Start from market value, not cost
Cost price is what you paid. Market value is what a wholesale or discount channel will pay you today. They are almost never the same number, and for clearance stock the gap is usually large.
A useful mental model: a professional clearance buyer pays a percentage of recoverable trade value, not RRP. Recoverable trade value depends on condition, shelf life, channel access, season, and the next buyer in the chain.
The five factors that drive your number
Every offer ultimately comes back to five questions:
- Category — is there an active resale market for this product type?
- Condition — new sealed, like-new, mixed grades, customer returns?
- Shelf life — for FMCG, anything under 6 months trades at a steep discount
- Channel restrictions — can the buyer resell on UK marketplaces, or are they boxed in?

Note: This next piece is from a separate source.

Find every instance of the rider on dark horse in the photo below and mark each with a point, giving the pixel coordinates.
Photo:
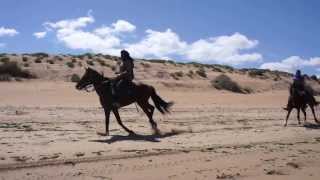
(123, 84)
(298, 88)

- Volume and consolidation — mixed pallets are slower to move than a clean, single-SKU lot
Why brand and channel control matter
If the brand owner restricts where stock can be resold, the pool of buyers shrinks. That isn't a bad thing — channel-safe resale routes exist and are often the best way to clear premium brands without damaging RRP positioning. But it does affect price.
Be upfront about channel restrictions when you request a valuation. A serious buyer will offer a higher price when they know they can resell through their best route, and a lower one when they have to work inside tighter constraints.
Setting realistic expectations
If you have a stock list with cost price of £100,000 and an RRP of £200,000, the clearance value will almost always be a small fraction of cost — frequently in the 8–20% range, sometimes higher for fast-moving branded lines and lower for old-season fashion or obsolete electronics.
The fastest way to get an accurate number is to send a clean stock list with quantities, condition and location, and a few representative photos. Two-line emails get two-line answers.